Asian/Pacific Islander is the largest self-reported group for the surname Miyasaka in the 2020 Census, accounting for 89.7% (96 people in the source table).
Miyasaka appears across multiple self-reported groups in the Census data. The largest shares in the 2020 file are Asian/Pacific Islander (89.7%), Two or More Races (7.5%), Hispanic (1.9%). For 2020, the source file also published raw headcounts for each group, which is why this page can show both percentages and counts in the ancestry section.
Yes. This page is using the latest surname file currently loaded on Name Census, which is 2020. The historical section above also keeps any older Census surname entries we have for Miyasaka (2010, 2020).

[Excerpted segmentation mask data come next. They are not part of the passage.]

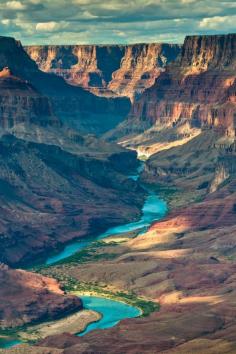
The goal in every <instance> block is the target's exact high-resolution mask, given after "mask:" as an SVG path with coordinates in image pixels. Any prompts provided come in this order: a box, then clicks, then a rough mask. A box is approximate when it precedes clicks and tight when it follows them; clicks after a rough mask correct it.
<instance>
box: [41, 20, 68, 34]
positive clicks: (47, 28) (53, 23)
mask: <svg viewBox="0 0 236 354" xmlns="http://www.w3.org/2000/svg"><path fill="white" fill-rule="evenodd" d="M67 25H68V24H67V22H64V21H63V22H55V21H50V22H39V23H37V24H36V27H35V28H36V31H38V32H55V31H58V30H60V29H64V28H66V27H67Z"/></svg>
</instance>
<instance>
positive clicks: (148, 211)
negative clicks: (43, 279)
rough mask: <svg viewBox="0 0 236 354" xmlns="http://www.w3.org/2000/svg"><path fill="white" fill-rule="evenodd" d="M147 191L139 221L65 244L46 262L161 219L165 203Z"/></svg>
mask: <svg viewBox="0 0 236 354" xmlns="http://www.w3.org/2000/svg"><path fill="white" fill-rule="evenodd" d="M143 167H144V165H143V164H141V165H140V166H139V168H138V170H137V174H136V175H132V176H130V177H129V178H131V179H133V180H135V181H136V180H137V179H138V178H139V174H140V173H141V172H142V170H143ZM146 190H147V192H148V196H147V198H146V200H145V202H144V205H143V208H142V216H141V218H140V220H139V221H136V222H131V223H127V224H124V225H120V226H115V227H111V228H110V229H108V230H107V231H105V232H104V233H102V234H100V235H98V236H96V237H91V238H87V239H86V240H81V241H76V242H73V243H71V244H69V245H68V246H66V247H65V248H64V249H63V250H62V251H61V252H59V253H58V254H56V255H54V256H51V257H49V258H48V259H47V260H46V264H47V265H50V264H54V263H56V262H58V261H60V260H62V259H65V258H67V257H69V256H72V255H73V254H75V253H76V252H78V251H81V250H82V249H84V248H86V247H87V246H88V245H89V244H90V243H91V242H93V241H96V240H102V239H103V238H106V237H109V236H111V235H115V234H120V233H125V232H130V231H134V230H138V229H140V228H148V226H150V225H151V223H152V222H154V221H157V220H160V219H162V218H163V217H164V216H165V214H166V212H167V204H166V202H165V201H164V200H162V199H160V198H159V197H158V196H157V195H156V194H154V193H153V192H152V191H150V190H148V189H146Z"/></svg>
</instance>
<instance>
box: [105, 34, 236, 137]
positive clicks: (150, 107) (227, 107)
mask: <svg viewBox="0 0 236 354" xmlns="http://www.w3.org/2000/svg"><path fill="white" fill-rule="evenodd" d="M235 43H236V35H235V34H229V35H218V36H192V37H186V39H185V42H184V45H183V48H182V54H181V56H180V59H179V61H178V62H176V63H174V64H171V65H169V66H168V67H167V69H166V71H165V72H164V73H161V74H160V75H159V77H158V78H157V79H156V82H155V84H154V85H153V86H152V87H151V88H150V89H148V90H147V91H146V92H145V93H144V94H143V95H142V97H141V98H140V99H138V100H136V102H135V103H134V105H133V108H132V112H131V114H130V116H129V119H128V120H127V121H126V122H125V123H122V124H121V126H120V127H118V129H116V130H115V131H114V132H113V135H112V136H113V137H116V138H119V137H122V136H125V135H129V134H131V133H132V132H133V133H137V131H136V128H135V130H134V131H132V127H133V126H134V127H137V126H144V122H145V125H146V127H147V128H150V127H151V126H154V125H158V124H159V125H161V126H162V128H163V127H164V128H167V127H176V126H177V127H178V125H180V124H182V121H186V120H187V121H189V122H190V124H191V126H192V127H197V128H215V129H217V130H218V131H221V132H222V133H224V134H226V135H227V136H229V137H233V136H234V135H235V115H236V101H235V95H236V77H235V67H236V49H235V47H236V44H235ZM147 128H145V129H147Z"/></svg>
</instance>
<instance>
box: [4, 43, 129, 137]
mask: <svg viewBox="0 0 236 354" xmlns="http://www.w3.org/2000/svg"><path fill="white" fill-rule="evenodd" d="M4 68H8V69H9V70H10V72H11V73H12V75H14V76H15V77H17V78H19V79H21V80H23V81H27V83H29V84H30V85H32V86H33V87H34V89H35V90H36V91H37V92H38V93H40V94H41V95H42V96H47V97H48V98H49V100H50V102H51V103H50V104H51V107H52V110H53V112H54V114H55V115H56V116H58V118H59V119H60V120H61V121H62V122H64V123H65V124H67V125H71V126H73V127H76V128H77V129H79V130H80V131H83V132H92V133H96V134H99V133H101V132H105V131H106V130H109V129H111V128H112V127H115V126H116V125H117V124H118V123H119V122H121V121H122V120H123V119H124V118H125V117H126V116H127V114H128V112H129V110H130V100H129V99H128V98H120V97H118V98H117V97H116V98H115V97H109V98H105V97H97V96H96V95H94V94H92V93H90V92H88V91H86V90H84V89H83V88H81V87H76V86H72V85H69V84H68V83H67V82H66V81H65V80H64V79H63V78H61V77H58V76H57V75H54V74H52V73H45V72H42V71H41V70H39V69H38V67H37V64H36V63H35V62H34V61H33V60H32V59H31V58H30V57H29V56H28V54H27V53H26V52H25V50H24V49H23V47H22V45H21V43H20V42H19V41H16V40H15V39H13V38H8V37H0V71H2V70H3V69H4ZM12 112H13V116H14V107H13V108H12ZM14 119H15V118H14V117H13V120H14ZM16 120H17V119H16Z"/></svg>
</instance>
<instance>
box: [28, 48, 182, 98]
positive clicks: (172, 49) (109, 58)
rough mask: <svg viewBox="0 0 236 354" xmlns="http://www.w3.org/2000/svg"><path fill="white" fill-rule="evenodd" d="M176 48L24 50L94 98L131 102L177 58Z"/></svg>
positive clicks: (51, 48) (176, 49) (75, 85)
mask: <svg viewBox="0 0 236 354" xmlns="http://www.w3.org/2000/svg"><path fill="white" fill-rule="evenodd" d="M180 48H181V47H180V46H179V45H175V44H174V45H171V44H165V43H163V44H162V43H161V44H156V43H152V44H133V45H127V46H121V45H110V46H108V45H107V46H105V45H104V46H89V45H74V46H29V47H25V50H26V51H27V53H28V54H29V55H30V57H31V58H32V59H33V60H34V61H35V62H36V63H37V64H38V66H39V68H40V69H41V70H43V71H45V72H50V73H54V74H56V75H58V76H62V77H63V78H64V79H65V80H66V81H67V82H68V83H70V84H72V85H75V86H81V87H84V88H85V89H88V90H90V91H92V92H94V93H95V94H97V95H105V96H108V95H111V96H114V95H116V94H117V95H120V96H128V97H130V98H131V99H133V97H134V96H135V95H137V94H140V93H141V92H143V91H144V90H145V89H146V88H148V87H150V86H152V84H153V83H154V81H155V79H156V78H157V77H158V76H159V74H160V73H161V72H162V71H163V70H164V68H165V66H166V65H167V64H168V63H169V62H171V61H174V60H175V59H176V57H177V56H178V54H179V52H180Z"/></svg>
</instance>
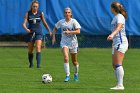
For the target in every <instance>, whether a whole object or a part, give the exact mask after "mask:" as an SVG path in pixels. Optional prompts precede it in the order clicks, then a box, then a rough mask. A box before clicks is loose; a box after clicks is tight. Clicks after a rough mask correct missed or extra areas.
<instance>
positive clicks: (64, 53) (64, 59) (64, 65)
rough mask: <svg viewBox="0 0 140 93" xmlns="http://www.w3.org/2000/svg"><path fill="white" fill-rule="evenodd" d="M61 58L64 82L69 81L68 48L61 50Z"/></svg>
mask: <svg viewBox="0 0 140 93" xmlns="http://www.w3.org/2000/svg"><path fill="white" fill-rule="evenodd" d="M62 52H63V56H64V70H65V73H66V77H65V80H64V81H65V82H67V81H69V80H70V68H69V48H68V47H63V48H62Z"/></svg>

No. The Census Bureau only publishes surnames that appeared at least 100 times in a given decennial Census. That means very rare surnames are excluded entirely, and a surname can appear in one Census release but disappear from a later one if it falls below the reporting threshold.
There are two main reasons: rounding and suppression. The Census Bureau rounds published values, and it may suppress very small cells to protect privacy. For 2020, the Bureau also published raw group counts rather than direct percentages, so Name Census converts those counts back into shares for comparability across census years.
A locational surname derived from a place name in Japan. The fuller origin note on this page goes into more detail.
All surname statistics on Name Census are drawn from the US Census Bureau's decennial surname frequency tables. These files list every surname that appeared 100 or more times in the 2020 Census, along with a count, a per-100,000 rate, and a self-reported demographic breakdown. You can read the full explanation on our methodology page.
For surnames, Name Census does not age cohorts the way it does for first names. Instead, it takes the Census Bureau's published frequency for Miyasaka (0.04 per 100,000) and applies that rate to the current U.S. resident population to estimate how many living Americans have the surname today.
HowManyOfMe.org, our sister site, answers that with the living-bearer count in one glance.